I am pleased to formally announce to my Nation of Readers that I finally got around to it. And I enjoyed the book, too. Tolstoy gives each character a full interior life, and allows them the room to inhabit contradictions and complexity. Good writer, he might make it!

The book’s hero is Konstantin Dmitrievich Levin, an educated landowner in touch with the rhythms of the natural world. I was charmed when at the end of the book, sometime after page 800, we learn about Levin’s “new interest in bees.” It came out of the blue. Levin even takes his guests to visit the apiary. This is a clear sign — from Tolstoy — directly to me — that Levin is truly a good guy. He gets bees.

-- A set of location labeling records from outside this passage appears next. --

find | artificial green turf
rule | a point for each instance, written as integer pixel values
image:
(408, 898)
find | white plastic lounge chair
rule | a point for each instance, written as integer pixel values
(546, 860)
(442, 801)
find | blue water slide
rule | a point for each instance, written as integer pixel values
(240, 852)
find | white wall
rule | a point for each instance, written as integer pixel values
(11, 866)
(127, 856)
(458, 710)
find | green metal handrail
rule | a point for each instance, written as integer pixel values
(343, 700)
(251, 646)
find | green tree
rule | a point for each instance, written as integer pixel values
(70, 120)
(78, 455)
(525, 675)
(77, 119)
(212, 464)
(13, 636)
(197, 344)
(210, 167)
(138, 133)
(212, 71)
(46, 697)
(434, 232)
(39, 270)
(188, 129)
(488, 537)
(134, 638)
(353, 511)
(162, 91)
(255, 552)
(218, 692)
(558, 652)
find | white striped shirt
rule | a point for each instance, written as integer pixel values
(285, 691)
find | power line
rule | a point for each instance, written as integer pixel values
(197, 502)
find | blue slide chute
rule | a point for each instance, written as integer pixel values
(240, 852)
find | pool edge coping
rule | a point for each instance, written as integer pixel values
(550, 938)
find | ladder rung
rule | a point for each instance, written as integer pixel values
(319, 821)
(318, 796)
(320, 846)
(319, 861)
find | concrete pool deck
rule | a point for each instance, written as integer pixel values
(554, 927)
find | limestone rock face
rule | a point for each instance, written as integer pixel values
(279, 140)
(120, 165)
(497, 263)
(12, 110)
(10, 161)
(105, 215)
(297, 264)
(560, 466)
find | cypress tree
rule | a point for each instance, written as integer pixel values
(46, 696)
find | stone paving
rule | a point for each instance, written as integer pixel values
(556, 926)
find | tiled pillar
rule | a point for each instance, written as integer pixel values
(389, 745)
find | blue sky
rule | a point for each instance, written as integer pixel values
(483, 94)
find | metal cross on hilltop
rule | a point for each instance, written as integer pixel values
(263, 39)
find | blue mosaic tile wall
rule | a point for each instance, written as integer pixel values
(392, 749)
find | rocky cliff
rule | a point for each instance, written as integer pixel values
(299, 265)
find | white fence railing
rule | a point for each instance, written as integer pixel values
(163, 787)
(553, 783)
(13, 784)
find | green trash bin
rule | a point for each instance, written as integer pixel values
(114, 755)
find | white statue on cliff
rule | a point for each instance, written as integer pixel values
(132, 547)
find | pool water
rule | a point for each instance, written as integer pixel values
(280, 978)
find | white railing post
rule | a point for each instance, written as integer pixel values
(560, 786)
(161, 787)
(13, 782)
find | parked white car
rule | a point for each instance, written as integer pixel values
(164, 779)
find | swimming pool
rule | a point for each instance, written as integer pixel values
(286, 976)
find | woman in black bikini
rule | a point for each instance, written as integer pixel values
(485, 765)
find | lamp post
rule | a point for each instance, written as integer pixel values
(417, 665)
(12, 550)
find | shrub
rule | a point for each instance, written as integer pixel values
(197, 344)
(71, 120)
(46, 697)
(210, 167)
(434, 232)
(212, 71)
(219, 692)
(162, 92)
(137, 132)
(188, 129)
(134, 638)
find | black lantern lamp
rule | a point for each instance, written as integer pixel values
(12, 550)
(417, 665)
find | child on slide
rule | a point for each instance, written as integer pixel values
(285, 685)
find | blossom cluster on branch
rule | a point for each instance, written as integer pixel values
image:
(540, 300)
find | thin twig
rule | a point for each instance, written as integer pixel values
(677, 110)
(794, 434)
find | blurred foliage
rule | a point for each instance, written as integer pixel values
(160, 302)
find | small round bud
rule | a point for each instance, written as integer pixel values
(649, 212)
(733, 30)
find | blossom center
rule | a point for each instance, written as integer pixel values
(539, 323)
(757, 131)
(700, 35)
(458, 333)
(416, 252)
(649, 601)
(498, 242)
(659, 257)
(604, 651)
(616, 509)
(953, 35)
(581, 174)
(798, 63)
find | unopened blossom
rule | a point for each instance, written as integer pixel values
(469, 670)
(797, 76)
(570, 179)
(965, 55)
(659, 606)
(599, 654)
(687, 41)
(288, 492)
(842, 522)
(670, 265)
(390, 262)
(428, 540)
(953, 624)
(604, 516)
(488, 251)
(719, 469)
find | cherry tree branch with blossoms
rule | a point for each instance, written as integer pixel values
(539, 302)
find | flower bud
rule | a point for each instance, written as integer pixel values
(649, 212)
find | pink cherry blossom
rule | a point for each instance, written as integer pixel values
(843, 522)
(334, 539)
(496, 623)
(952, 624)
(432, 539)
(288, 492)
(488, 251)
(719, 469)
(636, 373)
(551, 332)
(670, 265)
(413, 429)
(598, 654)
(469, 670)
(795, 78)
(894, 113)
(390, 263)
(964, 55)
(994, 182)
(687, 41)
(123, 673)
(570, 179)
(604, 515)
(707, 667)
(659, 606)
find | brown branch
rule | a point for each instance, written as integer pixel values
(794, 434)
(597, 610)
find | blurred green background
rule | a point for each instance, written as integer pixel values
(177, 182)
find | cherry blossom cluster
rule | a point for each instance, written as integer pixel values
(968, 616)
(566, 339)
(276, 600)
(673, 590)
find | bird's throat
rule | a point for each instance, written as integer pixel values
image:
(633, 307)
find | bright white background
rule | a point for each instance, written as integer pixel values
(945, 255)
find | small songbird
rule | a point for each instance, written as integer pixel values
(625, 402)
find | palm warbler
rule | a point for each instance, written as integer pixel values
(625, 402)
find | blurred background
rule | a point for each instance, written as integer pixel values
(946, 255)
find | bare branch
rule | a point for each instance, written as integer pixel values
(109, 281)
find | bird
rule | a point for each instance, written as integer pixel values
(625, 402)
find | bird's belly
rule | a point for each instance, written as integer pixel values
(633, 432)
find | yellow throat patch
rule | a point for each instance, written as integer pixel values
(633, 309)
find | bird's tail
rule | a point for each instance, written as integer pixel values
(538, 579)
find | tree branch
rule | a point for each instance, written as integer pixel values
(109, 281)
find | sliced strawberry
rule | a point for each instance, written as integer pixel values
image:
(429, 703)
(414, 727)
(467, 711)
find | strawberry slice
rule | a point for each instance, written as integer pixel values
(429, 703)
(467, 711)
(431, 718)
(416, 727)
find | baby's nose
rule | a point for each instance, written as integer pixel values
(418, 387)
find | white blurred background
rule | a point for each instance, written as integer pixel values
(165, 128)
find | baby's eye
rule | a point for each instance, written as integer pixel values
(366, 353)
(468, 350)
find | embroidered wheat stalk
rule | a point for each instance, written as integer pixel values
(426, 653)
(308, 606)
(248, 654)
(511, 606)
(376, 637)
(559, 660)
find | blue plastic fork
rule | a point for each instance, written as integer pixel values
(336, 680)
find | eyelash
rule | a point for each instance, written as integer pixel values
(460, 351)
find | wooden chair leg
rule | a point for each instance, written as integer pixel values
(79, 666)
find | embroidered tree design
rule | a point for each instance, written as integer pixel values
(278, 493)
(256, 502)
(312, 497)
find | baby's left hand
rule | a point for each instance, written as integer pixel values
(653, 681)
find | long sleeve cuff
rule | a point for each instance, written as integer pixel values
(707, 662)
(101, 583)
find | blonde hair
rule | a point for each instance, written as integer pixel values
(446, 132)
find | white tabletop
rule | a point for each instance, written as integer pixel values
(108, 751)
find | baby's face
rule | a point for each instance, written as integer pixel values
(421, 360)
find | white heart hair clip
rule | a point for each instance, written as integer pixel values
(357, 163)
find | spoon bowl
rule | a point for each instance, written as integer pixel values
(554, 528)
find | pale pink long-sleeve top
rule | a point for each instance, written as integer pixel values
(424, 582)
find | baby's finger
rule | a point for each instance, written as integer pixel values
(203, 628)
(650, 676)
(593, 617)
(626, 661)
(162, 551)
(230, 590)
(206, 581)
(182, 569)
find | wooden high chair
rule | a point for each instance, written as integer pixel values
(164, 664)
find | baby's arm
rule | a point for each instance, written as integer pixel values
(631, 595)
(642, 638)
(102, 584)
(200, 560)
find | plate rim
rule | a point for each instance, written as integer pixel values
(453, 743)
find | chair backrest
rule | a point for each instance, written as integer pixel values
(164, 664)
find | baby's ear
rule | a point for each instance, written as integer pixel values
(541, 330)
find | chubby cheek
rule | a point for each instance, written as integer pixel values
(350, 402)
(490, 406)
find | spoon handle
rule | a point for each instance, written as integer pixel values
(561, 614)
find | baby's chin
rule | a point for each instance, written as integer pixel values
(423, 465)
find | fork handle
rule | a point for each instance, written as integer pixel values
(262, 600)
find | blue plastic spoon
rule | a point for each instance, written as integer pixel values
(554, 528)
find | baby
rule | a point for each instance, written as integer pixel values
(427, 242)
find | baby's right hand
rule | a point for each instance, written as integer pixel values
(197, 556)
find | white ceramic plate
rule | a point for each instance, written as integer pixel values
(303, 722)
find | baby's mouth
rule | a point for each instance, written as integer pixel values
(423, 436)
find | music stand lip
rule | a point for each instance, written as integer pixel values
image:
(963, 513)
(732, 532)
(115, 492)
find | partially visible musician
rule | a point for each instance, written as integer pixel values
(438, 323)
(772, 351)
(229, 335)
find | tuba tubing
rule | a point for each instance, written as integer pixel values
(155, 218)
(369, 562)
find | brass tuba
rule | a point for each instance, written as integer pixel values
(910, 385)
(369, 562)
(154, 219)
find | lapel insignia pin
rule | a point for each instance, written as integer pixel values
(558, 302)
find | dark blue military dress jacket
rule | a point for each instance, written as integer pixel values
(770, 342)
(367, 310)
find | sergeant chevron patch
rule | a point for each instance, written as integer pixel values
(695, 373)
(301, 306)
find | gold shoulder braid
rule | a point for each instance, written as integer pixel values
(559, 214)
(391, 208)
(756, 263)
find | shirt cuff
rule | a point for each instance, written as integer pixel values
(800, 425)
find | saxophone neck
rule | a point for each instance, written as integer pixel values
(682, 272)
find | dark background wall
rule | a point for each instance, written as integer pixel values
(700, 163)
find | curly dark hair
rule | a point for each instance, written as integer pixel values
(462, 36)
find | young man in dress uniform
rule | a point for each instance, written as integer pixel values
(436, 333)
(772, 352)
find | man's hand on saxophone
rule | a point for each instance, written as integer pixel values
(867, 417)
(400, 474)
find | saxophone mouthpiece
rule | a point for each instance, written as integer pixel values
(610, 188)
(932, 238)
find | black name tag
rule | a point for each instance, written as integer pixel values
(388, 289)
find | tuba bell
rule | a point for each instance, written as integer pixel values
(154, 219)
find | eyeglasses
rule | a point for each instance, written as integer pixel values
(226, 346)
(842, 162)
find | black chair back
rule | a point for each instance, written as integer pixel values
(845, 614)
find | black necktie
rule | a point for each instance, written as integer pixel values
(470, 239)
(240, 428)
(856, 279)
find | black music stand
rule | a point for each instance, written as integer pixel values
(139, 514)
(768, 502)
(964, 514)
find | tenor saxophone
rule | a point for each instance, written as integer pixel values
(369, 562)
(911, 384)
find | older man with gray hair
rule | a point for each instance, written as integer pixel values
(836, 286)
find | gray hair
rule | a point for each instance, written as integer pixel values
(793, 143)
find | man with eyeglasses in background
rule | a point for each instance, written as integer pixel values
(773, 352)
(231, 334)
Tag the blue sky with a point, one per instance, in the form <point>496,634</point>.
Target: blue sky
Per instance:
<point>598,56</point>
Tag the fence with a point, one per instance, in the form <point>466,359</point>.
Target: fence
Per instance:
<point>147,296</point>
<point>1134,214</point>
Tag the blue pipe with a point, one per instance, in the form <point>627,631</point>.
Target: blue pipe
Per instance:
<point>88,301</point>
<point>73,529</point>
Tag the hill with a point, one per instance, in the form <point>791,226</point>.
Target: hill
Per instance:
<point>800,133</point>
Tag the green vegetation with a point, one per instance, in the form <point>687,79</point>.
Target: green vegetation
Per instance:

I admire bees, too. They’ve crept into my books of late. A bee plays a pivotal role in Better Off Undead, and (bizarrely) delivers the key line of the book, “It all connects.” In addition, a small group of students and a wonderful science teacher keep a hive on the grounds of the middle school. Bees are a theme that buzz through the book.

Here’s Jen now, smoking the hive to settle things down.

I borrowed the hive idea from a local science teacher and beekeeper, Jennifer Ford, who teaches at nearby Farnsworth Middle School in Guilderland. Jennifer met with me, answered my questions, and even took me to commune with the hive at the middle school garden. Jen’s beekeeping activities extend beyond the school where she teaches; Jen and her partner Keith have run the Bees of the Woods Apiary in Altamont, NY, since 2008. They currently have about 20 chemical-free hives and produce beeswax candles, honey, and mead (honey wine).

For the third book of “The Big Idea Gang” series, Bee the Change, the narrative centered around honeybees. Lizzy and Kym visit with a beekeeper, learn some things about pesticides and colony collapse disorder, and become inspired to make a difference in their local community. These are characters who ask, “What can we do to help the honeybees?” Essentially the story revolves around the specific things they do to make positive change, concluding with the creation of a bee-friendly garden at their elementary school.

It’s funny how it works with books and reading and life in general. Once our antennae is up, we receive all kinds of signals that we’d have otherwise missed. If I read Anna Karenina even five years ago, I would have missed Levin’s bee infatuation. I’m glad I caught it.

In Praise of Extremely Short Chapters

I remember in college reading William Faulkner’s As I Lay Dying. It contained an extremely short chapter that kind of blew my mind: 

My mother is a fish.

That was all, just five words — a playful idea that appealed to me enormously. I’m not sure why, because you could easily dismiss it as gimmicky. But to me, then and now, I thought of it as clever and refreshing.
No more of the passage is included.